The Mystery of the Blue Wizards
The greatest question of the Tolkien Universe: Whatever happened to the Blue Wizards? Alatar “Forest Spreader” and Pallando “Friend of East.” The only thing certain is they went East while the three others remained in the West, and like their brethren they came to Middle Earth to lead the people against Sauron.
It’s unknown if they succeeded in stirring up dissent or not. It’s also uncertain if they arrived with the other 3 or came much earlier, in the Second Age. And we don’t even know if their actions were of any significance at all in the War of the Ring. Tolkien himself speculated that they probably failed, then recanted that conclusion, and died before he could flesh out their story.
Someone ought to write some amazing fan-fiction about this someday and flesh out their tale. I think it would make for some fascinating reading.
Personally, I like to think that there’s some significance to the fact that Alatar and Saruman both had lesser, helper-wizards come to Middle Earth with them, while Gandalf came alone and was said to be the only one who succeeded his task. Saruman’s resentment of being saddled with Radagast fed into his desire to be better than his peers, which in turn, led to his ultimate corruption. I think for Alatar it was the opposite. I like to believe there must have been a genuine bond between the two Blue Wizards that somehow jeopardized the mission. Maybe Alatar came to a situation where he had to leave Pallando behind in order to continue on, but couldn’t bring himself to do so, or Pallando died and Alatar couldn’t bare to go on without his dear companion.

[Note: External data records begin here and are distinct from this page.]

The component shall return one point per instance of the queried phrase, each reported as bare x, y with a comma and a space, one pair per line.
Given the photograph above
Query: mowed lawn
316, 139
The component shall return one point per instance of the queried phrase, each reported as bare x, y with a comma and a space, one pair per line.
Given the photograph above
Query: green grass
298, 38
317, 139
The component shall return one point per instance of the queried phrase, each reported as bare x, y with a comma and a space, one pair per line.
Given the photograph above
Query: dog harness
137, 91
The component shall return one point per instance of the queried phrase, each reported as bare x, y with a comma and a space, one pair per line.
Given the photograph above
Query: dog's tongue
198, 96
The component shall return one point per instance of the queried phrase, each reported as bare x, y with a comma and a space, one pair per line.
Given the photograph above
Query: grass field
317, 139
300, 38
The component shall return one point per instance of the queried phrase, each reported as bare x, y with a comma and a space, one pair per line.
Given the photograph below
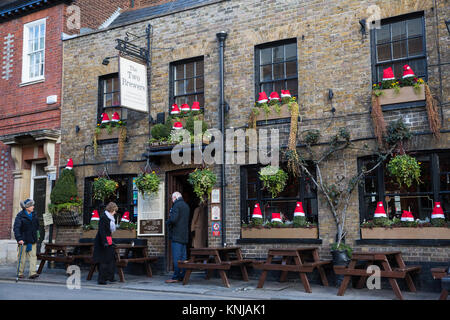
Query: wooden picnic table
301, 260
211, 259
60, 252
392, 267
439, 273
139, 254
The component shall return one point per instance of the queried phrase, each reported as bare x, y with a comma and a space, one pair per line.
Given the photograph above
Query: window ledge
414, 242
29, 83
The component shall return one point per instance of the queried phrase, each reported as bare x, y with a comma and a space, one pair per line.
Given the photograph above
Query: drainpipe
221, 36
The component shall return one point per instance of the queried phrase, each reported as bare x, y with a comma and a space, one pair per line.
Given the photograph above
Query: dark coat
26, 229
178, 222
103, 253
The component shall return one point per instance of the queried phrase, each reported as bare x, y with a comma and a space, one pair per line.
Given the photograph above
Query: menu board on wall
151, 213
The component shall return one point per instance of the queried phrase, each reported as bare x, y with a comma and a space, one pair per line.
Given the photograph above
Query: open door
178, 181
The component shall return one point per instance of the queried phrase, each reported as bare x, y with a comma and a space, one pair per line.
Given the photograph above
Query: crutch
20, 259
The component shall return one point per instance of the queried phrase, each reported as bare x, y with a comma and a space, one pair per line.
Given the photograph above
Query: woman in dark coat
26, 229
104, 253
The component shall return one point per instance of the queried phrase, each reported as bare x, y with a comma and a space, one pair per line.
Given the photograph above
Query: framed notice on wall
151, 213
133, 85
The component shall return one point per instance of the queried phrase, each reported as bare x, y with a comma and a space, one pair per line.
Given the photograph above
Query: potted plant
103, 188
274, 107
65, 205
114, 129
338, 190
203, 181
405, 169
274, 179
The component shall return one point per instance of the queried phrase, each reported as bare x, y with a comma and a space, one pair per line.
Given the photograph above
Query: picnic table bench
438, 273
59, 252
122, 251
301, 260
398, 270
211, 259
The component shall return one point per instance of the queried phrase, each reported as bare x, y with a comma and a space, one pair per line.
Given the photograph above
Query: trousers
29, 256
178, 253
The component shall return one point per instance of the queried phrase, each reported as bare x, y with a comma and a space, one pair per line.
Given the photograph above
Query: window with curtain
419, 198
399, 41
33, 60
276, 67
187, 82
109, 96
297, 189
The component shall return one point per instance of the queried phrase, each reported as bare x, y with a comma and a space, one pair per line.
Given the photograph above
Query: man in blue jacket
26, 229
178, 225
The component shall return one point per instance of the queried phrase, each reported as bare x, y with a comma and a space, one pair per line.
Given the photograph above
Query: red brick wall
24, 108
6, 191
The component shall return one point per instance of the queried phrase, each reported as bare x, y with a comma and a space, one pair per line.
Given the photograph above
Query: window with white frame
33, 51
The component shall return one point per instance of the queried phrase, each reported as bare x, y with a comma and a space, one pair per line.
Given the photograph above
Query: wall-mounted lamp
105, 61
363, 31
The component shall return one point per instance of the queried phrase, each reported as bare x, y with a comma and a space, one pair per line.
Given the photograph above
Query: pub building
220, 56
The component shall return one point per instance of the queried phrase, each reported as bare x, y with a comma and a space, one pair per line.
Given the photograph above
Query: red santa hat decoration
175, 109
379, 211
407, 72
285, 94
195, 106
437, 213
407, 216
95, 216
116, 117
299, 212
276, 217
257, 212
388, 74
125, 217
274, 96
177, 125
69, 164
262, 97
105, 118
185, 107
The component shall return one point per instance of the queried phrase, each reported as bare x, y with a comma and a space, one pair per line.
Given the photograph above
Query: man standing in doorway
26, 229
178, 225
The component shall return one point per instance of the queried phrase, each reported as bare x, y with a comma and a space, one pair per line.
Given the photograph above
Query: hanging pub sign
151, 213
133, 85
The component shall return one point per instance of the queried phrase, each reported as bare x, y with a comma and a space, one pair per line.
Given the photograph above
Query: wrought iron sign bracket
126, 47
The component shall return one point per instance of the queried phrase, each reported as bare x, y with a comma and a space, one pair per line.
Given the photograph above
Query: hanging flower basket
68, 218
103, 188
274, 179
202, 180
147, 183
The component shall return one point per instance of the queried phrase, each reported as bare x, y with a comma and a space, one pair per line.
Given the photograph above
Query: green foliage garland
148, 183
404, 169
274, 179
104, 188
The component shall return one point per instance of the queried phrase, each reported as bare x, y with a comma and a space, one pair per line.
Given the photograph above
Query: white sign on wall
151, 213
133, 85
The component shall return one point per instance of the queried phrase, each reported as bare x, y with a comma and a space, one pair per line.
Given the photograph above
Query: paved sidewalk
291, 290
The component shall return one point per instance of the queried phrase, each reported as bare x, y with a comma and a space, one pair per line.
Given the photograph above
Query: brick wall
6, 191
24, 108
331, 54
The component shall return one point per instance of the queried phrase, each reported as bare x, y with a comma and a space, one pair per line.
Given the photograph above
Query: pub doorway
178, 181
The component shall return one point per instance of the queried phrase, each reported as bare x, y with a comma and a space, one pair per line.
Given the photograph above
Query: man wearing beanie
26, 228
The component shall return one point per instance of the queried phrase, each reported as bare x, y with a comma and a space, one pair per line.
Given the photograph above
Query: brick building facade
330, 53
30, 107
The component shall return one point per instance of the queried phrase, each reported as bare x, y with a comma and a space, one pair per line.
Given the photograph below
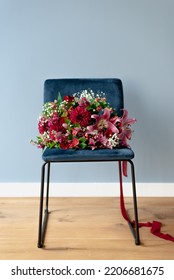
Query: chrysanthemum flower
80, 115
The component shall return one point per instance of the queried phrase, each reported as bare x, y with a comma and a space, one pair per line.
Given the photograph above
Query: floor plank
84, 228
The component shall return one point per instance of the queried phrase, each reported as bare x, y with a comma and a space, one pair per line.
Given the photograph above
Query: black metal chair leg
43, 222
137, 236
48, 182
135, 231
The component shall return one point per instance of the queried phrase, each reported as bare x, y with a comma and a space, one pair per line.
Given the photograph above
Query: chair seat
60, 155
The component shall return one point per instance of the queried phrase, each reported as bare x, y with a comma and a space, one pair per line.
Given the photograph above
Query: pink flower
80, 115
125, 131
104, 122
68, 98
42, 125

Remember, the East was a complete mystery to even the Valar (the higher order of Gods). I think perhaps Alatar had the right idea–rather than shutting himself up in a tower and reading books about Sauron, he chose to be like Gandalf (or rather, Gandalf chose to be like him considering Alatar might have come much earlier) and network with the locals. Maybe the large range of territory in the East got the best of the two explorers. One adventure lead to another until the Blue Wizards lost sight of stopping the Great Eye–think of an RPG player getting caught up in a million sidequests until they’ve lost sight of the main story, except this wasn’t a game. Or maybe not knowing the locals led to a disastrous ambush. Not knowing the land led to their getting lost in an uncharted mountain pass. The world will never know the truth.

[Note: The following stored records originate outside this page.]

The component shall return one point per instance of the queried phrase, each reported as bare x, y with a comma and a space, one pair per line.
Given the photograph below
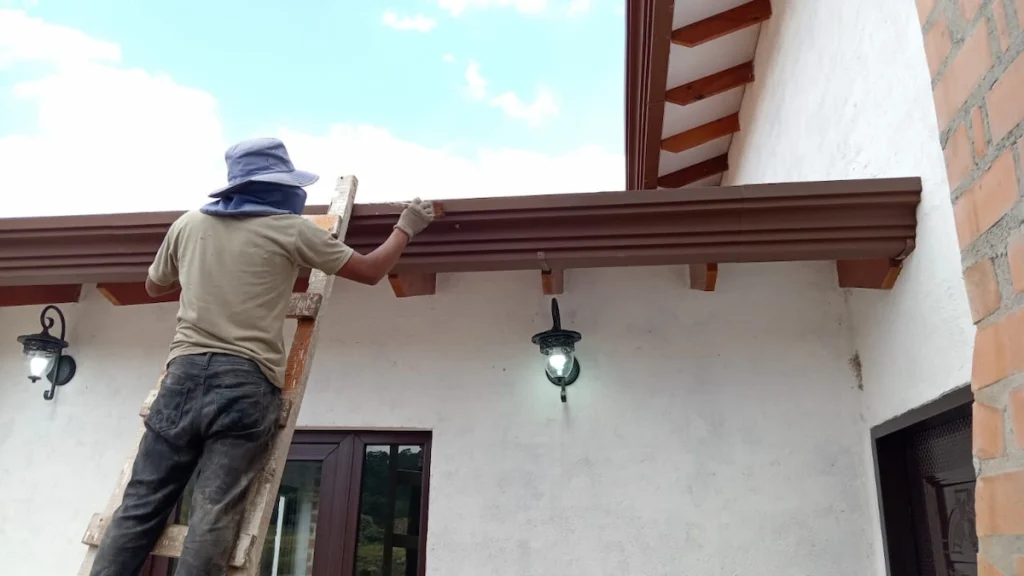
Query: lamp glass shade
559, 363
39, 363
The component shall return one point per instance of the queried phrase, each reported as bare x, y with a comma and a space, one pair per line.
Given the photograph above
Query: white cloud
115, 139
419, 23
457, 7
536, 114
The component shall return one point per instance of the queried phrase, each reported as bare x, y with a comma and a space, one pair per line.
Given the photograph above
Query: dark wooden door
941, 483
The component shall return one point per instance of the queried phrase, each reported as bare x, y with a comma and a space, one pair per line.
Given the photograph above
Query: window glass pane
288, 549
389, 510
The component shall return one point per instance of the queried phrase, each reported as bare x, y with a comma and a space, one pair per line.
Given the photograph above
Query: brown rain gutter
836, 220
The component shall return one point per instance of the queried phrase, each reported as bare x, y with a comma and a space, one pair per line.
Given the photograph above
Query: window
352, 503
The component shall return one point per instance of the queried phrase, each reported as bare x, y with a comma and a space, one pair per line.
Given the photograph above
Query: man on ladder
236, 260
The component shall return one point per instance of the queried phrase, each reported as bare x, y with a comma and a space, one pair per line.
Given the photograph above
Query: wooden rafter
878, 274
406, 285
553, 282
711, 85
704, 277
701, 134
722, 24
696, 172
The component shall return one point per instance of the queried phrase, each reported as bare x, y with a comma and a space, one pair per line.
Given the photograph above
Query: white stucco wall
843, 91
709, 434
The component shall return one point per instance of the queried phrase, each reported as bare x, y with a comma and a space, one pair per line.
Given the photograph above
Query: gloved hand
417, 216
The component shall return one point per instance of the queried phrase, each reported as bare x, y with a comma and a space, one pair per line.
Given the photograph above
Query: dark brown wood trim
408, 285
704, 277
722, 24
701, 134
845, 219
712, 85
891, 477
695, 173
878, 274
39, 295
648, 39
553, 282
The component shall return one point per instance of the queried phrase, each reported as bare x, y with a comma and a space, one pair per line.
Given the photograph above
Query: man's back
237, 275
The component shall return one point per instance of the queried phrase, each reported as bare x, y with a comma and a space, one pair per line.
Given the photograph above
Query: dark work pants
214, 411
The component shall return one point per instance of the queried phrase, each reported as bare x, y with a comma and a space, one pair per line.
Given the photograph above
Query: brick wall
974, 54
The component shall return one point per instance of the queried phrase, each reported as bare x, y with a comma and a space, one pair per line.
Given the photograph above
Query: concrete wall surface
843, 91
709, 433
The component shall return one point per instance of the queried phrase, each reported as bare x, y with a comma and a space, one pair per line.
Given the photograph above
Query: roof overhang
869, 222
686, 70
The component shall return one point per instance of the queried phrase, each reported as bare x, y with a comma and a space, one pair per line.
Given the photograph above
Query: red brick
982, 289
987, 436
958, 157
1016, 254
1006, 106
970, 8
925, 8
937, 45
985, 568
984, 203
963, 75
997, 351
999, 504
1001, 25
978, 133
1017, 415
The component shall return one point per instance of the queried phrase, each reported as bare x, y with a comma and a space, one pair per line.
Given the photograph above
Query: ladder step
304, 305
171, 541
286, 408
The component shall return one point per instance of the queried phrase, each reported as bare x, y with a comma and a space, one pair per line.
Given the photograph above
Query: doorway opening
925, 476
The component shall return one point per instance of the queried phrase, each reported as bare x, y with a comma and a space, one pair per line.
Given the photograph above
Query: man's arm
163, 276
370, 269
156, 290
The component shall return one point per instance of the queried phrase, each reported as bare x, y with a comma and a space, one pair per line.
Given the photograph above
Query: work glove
417, 215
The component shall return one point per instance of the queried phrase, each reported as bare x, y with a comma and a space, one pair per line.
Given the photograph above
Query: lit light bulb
559, 363
39, 364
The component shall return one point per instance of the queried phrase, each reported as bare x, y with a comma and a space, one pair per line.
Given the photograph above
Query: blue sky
537, 77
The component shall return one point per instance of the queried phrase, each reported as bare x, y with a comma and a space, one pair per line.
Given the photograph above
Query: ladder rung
286, 407
304, 305
330, 222
171, 540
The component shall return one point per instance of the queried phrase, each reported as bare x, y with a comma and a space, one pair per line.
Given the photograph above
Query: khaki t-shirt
237, 276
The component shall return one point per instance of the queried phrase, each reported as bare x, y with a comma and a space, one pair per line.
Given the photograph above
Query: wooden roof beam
408, 285
711, 85
553, 282
39, 295
722, 24
695, 172
704, 277
877, 274
701, 134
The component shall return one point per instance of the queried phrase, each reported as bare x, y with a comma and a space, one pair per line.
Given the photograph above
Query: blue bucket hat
261, 160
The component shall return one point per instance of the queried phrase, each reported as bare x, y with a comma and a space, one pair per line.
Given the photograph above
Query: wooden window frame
341, 454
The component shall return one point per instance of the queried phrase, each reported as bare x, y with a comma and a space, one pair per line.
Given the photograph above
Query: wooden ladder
307, 309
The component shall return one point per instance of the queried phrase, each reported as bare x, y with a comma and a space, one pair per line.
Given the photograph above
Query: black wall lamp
44, 354
559, 345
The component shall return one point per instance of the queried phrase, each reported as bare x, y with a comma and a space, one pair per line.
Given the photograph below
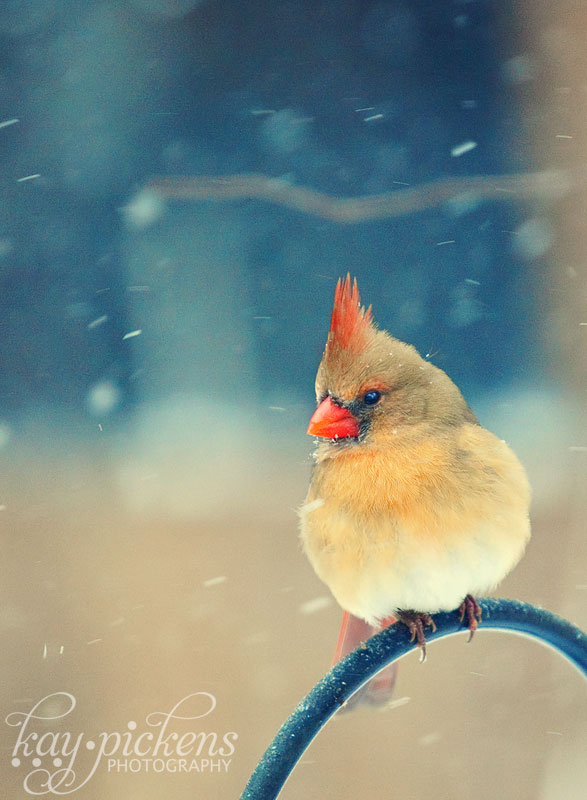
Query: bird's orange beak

In the meantime though, they were living the dream if you ask me. Nearly all-powerful, exploring virgin territory with a beloved partner, meeting people, getting in adventures… Enjoying the fun of the journey and losing track of time would’ve happened to any of us in that situation. At least I’d like to think of it that way.
A friend of mine had this quote from Gandalf at the bottom of her emails to me:
“Do you wish me a good morning, or mean that it is a good morning whether I want it or not; or that you feel good this morning; or that it is a morning to be good on?”
So I have a soft spot for this wizard, also because of the wonderful self-titled album by the band of that name. If Tolkien’s books are as evocative as your essay, C, I may read them yet. 😉
I sympathise with them all, but eternal contrarian I am, I empathise to a degree with Saruman. Although I sprinkle some of Gandalf’s salt on my soulfood. Obsessed as I am with forbidden knowledge and such, I kinda get where Saruman came from. No interest in orcs or mechanised hoodoo though, but if the Mad Dane of Lovecraft fame perchanced to teach me spells of doom… ha. One can dream.